There are still some assumptions in the current provided APIs, which may make them inappropriate for your learning requirements. Indeed, they assume your model will learn from a training dataset and be validated against another dataset. This is the most common paradigm, allowing users to do both supervised and unsupervised learning as well as fine-tuning. However, for more complex requirements, creating a custom training loop might be what you need.
Usage
The learner builder provides numerous options when it comes to configurations.

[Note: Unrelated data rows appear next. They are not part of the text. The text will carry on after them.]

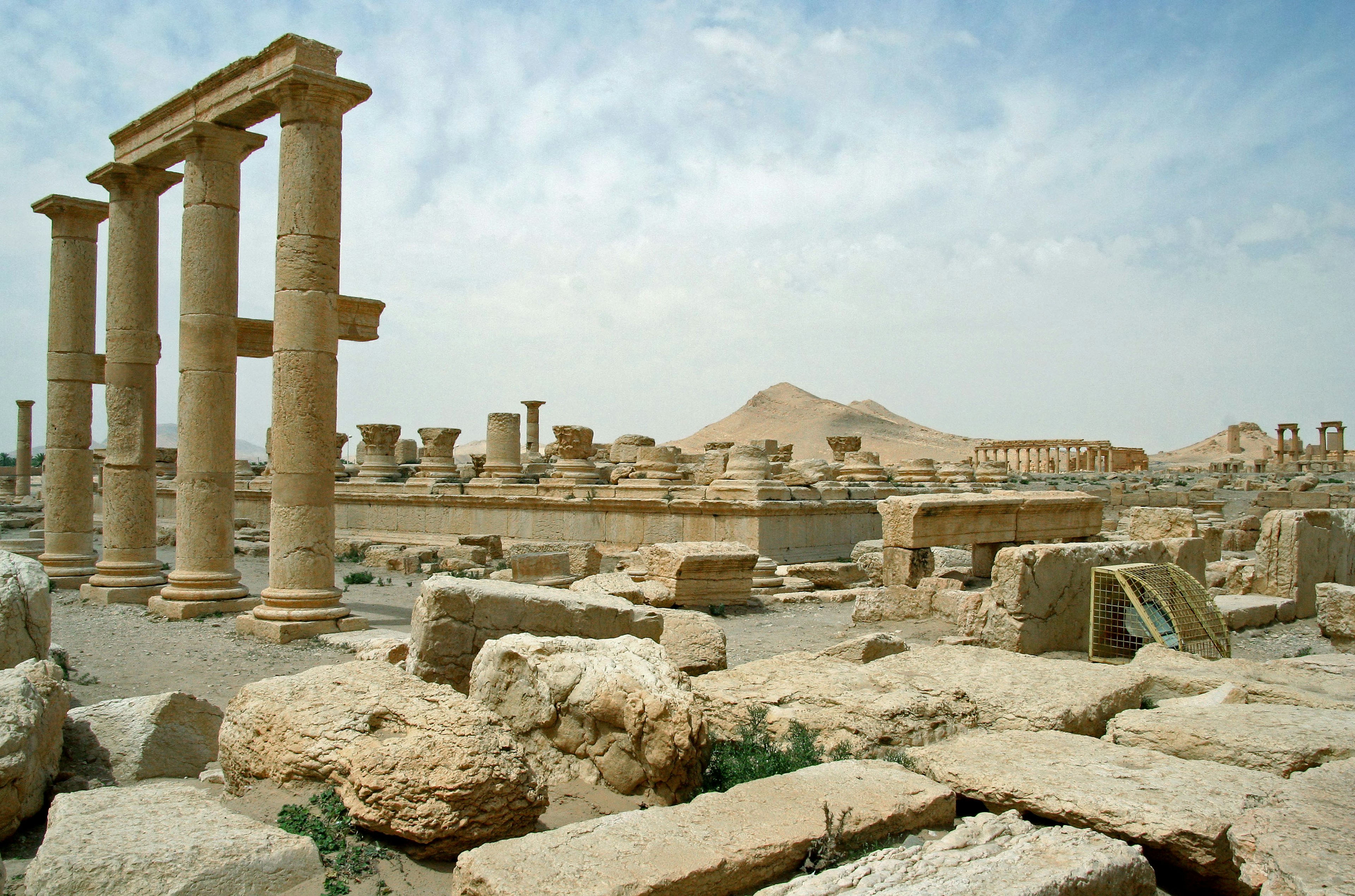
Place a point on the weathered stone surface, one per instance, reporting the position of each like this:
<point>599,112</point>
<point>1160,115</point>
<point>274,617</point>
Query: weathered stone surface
<point>1154,524</point>
<point>919,696</point>
<point>829,574</point>
<point>159,736</point>
<point>866,648</point>
<point>693,640</point>
<point>990,856</point>
<point>1178,810</point>
<point>614,583</point>
<point>454,617</point>
<point>1038,601</point>
<point>717,845</point>
<point>410,758</point>
<point>1301,548</point>
<point>1337,614</point>
<point>1324,682</point>
<point>1299,841</point>
<point>25,611</point>
<point>614,711</point>
<point>1263,736</point>
<point>159,838</point>
<point>33,705</point>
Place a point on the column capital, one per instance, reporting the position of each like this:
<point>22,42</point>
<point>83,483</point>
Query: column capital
<point>121,179</point>
<point>303,93</point>
<point>216,143</point>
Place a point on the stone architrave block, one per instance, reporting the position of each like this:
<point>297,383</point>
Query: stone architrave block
<point>170,735</point>
<point>164,837</point>
<point>990,856</point>
<point>1263,736</point>
<point>410,758</point>
<point>1299,841</point>
<point>613,712</point>
<point>935,521</point>
<point>454,617</point>
<point>1301,548</point>
<point>1041,594</point>
<point>1337,614</point>
<point>33,707</point>
<point>25,611</point>
<point>717,845</point>
<point>1178,810</point>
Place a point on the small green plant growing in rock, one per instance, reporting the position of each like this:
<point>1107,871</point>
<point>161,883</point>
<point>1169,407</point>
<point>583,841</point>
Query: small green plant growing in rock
<point>349,854</point>
<point>757,754</point>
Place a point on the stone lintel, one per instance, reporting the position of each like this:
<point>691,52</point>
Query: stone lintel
<point>227,97</point>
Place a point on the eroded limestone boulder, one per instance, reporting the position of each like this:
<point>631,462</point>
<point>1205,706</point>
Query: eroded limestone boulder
<point>159,736</point>
<point>1299,840</point>
<point>717,845</point>
<point>454,617</point>
<point>990,856</point>
<point>33,705</point>
<point>159,838</point>
<point>1263,736</point>
<point>693,640</point>
<point>25,611</point>
<point>410,758</point>
<point>614,711</point>
<point>1178,810</point>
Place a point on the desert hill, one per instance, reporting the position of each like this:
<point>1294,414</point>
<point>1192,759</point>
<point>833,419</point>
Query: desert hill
<point>789,414</point>
<point>1216,448</point>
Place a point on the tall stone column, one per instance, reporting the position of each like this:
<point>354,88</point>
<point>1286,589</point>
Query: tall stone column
<point>72,371</point>
<point>24,451</point>
<point>534,429</point>
<point>301,598</point>
<point>503,453</point>
<point>129,571</point>
<point>205,578</point>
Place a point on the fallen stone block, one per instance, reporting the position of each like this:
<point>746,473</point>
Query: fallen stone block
<point>601,711</point>
<point>159,736</point>
<point>717,845</point>
<point>159,838</point>
<point>25,611</point>
<point>410,758</point>
<point>454,617</point>
<point>1320,681</point>
<point>990,856</point>
<point>1337,614</point>
<point>1299,840</point>
<point>1178,810</point>
<point>33,705</point>
<point>1263,736</point>
<point>693,640</point>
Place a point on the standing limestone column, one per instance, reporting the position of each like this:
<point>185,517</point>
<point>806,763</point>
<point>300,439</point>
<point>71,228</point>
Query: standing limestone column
<point>534,430</point>
<point>503,452</point>
<point>301,598</point>
<point>24,451</point>
<point>205,578</point>
<point>129,571</point>
<point>72,371</point>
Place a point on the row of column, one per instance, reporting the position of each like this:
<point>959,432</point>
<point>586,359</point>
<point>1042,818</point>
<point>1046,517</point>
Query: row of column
<point>301,586</point>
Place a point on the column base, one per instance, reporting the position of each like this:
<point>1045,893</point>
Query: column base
<point>282,632</point>
<point>135,594</point>
<point>193,609</point>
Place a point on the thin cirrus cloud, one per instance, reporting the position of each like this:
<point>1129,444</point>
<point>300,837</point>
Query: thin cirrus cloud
<point>1008,220</point>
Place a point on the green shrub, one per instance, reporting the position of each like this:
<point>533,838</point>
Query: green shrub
<point>757,754</point>
<point>349,854</point>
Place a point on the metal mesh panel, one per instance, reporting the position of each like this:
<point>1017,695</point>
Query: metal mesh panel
<point>1140,602</point>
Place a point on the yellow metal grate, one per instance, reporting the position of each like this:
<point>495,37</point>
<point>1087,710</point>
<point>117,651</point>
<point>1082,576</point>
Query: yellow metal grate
<point>1139,602</point>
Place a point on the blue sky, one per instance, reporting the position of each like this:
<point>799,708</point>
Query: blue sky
<point>1126,222</point>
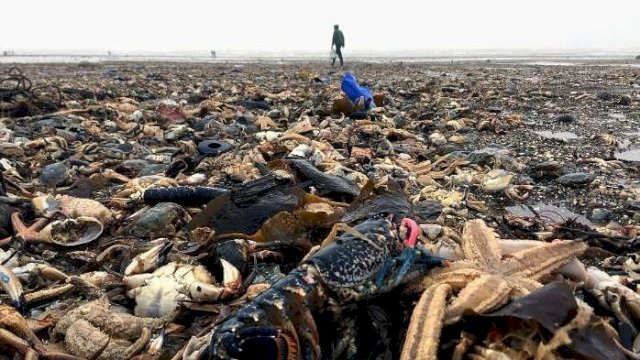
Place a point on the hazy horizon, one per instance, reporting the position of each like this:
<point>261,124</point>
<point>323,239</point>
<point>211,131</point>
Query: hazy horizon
<point>284,26</point>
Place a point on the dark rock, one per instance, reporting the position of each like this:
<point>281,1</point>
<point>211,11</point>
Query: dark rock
<point>625,100</point>
<point>600,215</point>
<point>565,118</point>
<point>53,175</point>
<point>153,169</point>
<point>576,179</point>
<point>549,214</point>
<point>604,95</point>
<point>213,147</point>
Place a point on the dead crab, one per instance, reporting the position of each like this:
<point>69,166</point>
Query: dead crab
<point>134,189</point>
<point>93,331</point>
<point>500,180</point>
<point>160,293</point>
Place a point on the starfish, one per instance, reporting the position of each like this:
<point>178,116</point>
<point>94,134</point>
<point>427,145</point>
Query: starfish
<point>27,233</point>
<point>484,281</point>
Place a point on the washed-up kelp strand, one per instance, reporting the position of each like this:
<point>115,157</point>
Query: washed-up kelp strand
<point>16,84</point>
<point>213,147</point>
<point>247,192</point>
<point>426,210</point>
<point>591,341</point>
<point>246,207</point>
<point>183,195</point>
<point>225,216</point>
<point>389,199</point>
<point>535,306</point>
<point>333,187</point>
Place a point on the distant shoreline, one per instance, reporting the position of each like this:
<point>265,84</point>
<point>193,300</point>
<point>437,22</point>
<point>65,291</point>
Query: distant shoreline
<point>557,59</point>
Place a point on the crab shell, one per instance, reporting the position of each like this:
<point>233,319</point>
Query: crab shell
<point>158,294</point>
<point>496,180</point>
<point>71,232</point>
<point>72,207</point>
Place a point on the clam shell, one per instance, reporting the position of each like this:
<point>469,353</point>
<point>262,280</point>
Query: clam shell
<point>72,232</point>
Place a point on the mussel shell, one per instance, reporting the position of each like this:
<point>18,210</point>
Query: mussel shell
<point>213,147</point>
<point>72,232</point>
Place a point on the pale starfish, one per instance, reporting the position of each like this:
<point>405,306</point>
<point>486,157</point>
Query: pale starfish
<point>485,280</point>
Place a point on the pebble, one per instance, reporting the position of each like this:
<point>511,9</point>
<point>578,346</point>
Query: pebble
<point>576,179</point>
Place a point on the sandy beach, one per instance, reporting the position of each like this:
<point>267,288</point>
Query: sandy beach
<point>499,141</point>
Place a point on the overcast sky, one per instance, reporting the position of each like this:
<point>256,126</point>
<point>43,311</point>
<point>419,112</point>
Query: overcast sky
<point>182,25</point>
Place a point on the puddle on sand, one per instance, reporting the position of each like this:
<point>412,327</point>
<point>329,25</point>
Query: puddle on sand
<point>631,155</point>
<point>562,135</point>
<point>617,116</point>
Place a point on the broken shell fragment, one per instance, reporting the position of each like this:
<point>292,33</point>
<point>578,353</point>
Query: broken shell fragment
<point>72,232</point>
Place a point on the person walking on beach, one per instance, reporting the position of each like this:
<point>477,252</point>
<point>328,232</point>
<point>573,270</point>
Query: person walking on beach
<point>338,42</point>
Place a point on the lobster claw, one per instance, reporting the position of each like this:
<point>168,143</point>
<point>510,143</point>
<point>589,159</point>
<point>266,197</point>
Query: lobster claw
<point>256,342</point>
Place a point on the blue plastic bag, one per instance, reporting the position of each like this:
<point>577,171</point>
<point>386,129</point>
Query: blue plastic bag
<point>354,91</point>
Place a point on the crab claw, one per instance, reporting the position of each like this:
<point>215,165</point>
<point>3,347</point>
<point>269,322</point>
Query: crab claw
<point>519,192</point>
<point>414,230</point>
<point>149,259</point>
<point>12,286</point>
<point>231,282</point>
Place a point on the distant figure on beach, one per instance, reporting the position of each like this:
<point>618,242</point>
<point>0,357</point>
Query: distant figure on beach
<point>338,42</point>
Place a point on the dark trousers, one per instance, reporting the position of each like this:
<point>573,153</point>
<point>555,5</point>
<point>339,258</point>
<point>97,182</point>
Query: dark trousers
<point>339,53</point>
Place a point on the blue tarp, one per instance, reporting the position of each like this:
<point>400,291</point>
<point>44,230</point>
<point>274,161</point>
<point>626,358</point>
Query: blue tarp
<point>354,91</point>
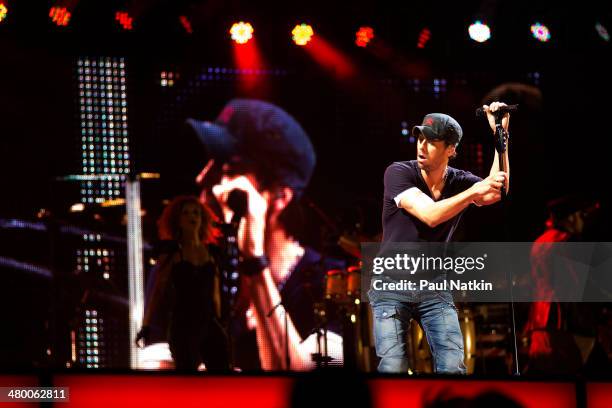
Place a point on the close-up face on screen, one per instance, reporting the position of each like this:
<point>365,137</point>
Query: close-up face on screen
<point>400,204</point>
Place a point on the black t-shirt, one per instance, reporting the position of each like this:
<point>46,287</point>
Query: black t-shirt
<point>401,226</point>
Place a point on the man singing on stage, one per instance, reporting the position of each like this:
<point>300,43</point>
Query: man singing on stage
<point>423,202</point>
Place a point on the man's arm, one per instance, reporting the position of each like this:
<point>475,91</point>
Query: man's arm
<point>433,213</point>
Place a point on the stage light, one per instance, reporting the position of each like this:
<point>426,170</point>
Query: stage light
<point>60,16</point>
<point>3,11</point>
<point>186,24</point>
<point>302,34</point>
<point>479,32</point>
<point>424,37</point>
<point>540,32</point>
<point>603,33</point>
<point>241,32</point>
<point>124,20</point>
<point>364,36</point>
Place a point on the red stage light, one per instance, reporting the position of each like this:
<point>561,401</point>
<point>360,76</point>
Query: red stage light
<point>424,37</point>
<point>241,32</point>
<point>3,11</point>
<point>60,15</point>
<point>186,24</point>
<point>364,36</point>
<point>124,19</point>
<point>302,34</point>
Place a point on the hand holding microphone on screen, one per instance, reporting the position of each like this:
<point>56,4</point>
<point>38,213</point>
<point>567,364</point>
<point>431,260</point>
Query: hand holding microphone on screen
<point>251,230</point>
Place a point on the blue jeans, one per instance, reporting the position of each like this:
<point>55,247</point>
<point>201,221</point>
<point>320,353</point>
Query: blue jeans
<point>438,318</point>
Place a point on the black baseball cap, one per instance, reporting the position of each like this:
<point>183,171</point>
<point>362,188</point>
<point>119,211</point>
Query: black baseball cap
<point>439,126</point>
<point>254,131</point>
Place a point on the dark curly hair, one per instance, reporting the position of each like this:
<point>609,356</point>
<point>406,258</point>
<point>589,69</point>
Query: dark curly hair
<point>168,223</point>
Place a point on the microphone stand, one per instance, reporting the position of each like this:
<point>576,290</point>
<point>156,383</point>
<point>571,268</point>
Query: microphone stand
<point>500,147</point>
<point>286,336</point>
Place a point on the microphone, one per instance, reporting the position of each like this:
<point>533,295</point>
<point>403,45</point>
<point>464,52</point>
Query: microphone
<point>501,111</point>
<point>237,202</point>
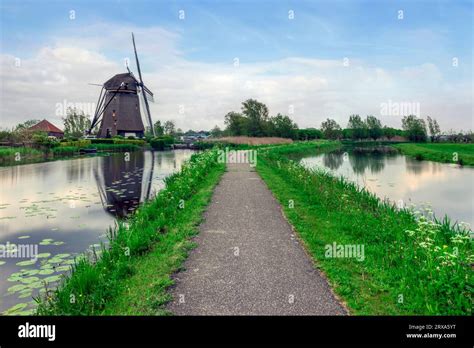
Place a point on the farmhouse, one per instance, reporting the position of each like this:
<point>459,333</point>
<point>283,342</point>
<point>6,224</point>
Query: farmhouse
<point>49,128</point>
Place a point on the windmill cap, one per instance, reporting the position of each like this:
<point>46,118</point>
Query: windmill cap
<point>127,79</point>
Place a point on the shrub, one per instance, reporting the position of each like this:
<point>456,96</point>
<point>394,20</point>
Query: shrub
<point>157,144</point>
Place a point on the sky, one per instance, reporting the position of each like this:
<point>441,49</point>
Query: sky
<point>310,60</point>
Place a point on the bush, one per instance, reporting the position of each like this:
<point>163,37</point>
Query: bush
<point>102,141</point>
<point>78,143</point>
<point>160,143</point>
<point>41,140</point>
<point>157,144</point>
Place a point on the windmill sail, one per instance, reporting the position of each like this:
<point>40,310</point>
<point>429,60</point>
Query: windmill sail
<point>118,106</point>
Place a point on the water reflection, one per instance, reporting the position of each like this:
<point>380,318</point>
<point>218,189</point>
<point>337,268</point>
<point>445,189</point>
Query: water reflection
<point>65,207</point>
<point>448,188</point>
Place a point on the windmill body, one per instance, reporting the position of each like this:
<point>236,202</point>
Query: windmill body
<point>118,106</point>
<point>122,115</point>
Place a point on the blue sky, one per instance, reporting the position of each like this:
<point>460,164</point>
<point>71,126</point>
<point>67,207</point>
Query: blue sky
<point>367,33</point>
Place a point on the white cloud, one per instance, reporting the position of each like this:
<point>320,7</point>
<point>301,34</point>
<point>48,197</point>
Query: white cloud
<point>315,88</point>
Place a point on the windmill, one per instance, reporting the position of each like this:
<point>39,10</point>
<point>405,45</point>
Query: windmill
<point>118,106</point>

Configuration | Description |
---|---|
Training Metric | Register a training metric |
Validation Metric | Register a validation metric |
Training Metric Plot | Register a training metric with plotting (requires the metric to be numeric) |
Validation Metric Plot | Register a validation metric with plotting (requires the metric to be numeric) |
Metric Logger | Configure the metric loggers (default is saving them to files) |
Renderer | Configure how to render metrics (default is CLI) |
Grad Accumulation | Configure the number of steps before applying gradients |
File Checkpointer | Configure how the model, optimizer and scheduler states are saved |
Num Epochs | Set the number of epochs. |
Devices | Set the devices to be used |
Checkpoint | Restart training from a checkpoint |
Application logging | Configure the application logging installer (default is writing to experiment.log ) |
When the builder is configured at your liking, you can then move forward to build the learner. The build method requires three inputs: the model, the optimizer and the learning rate scheduler. Note that the latter can be a simple float if you want it to be constant during training.
The result will be a newly created Learner struct, which has only one method, the fit
function
which must be called with the training and validation dataloaders. This will start the training and
return the trained model once finished.
Again, please refer to the training section for a relevant code snippet.
Artifacts
When creating a new builder, all the collected data will be saved under the directory provided as
the argument to the new
method. Here is an example of the data layout for a model recorded using
the compressed message pack format, with the accuracy and loss metrics registered:
├── experiment.log
├── checkpoint
│  ├── model-1.mpk.gz
│  ├── optim-1.mpk.gz
│  └── scheduler-1.mpk.gz
│  ├── model-2.mpk.gz
│  ├── optim-2.mpk.gz
│  └── scheduler-2.mpk.gz
├── train
│  ├── epoch-1
│  │  ├── Accuracy.log
│  │  └── Loss.log
│  └── epoch-2
│  ├── Accuracy.log
│  └── Loss.log
└── valid
├── epoch-1
│  ├── Accuracy.log
│  └── Loss.log
└── epoch-2
├── Accuracy.log
└── Loss.log
You can choose to save or synchronize that local directory with a remote file system, if desired. The file checkpointer is capable of automatically deleting old checkpoints according to a specified configuration.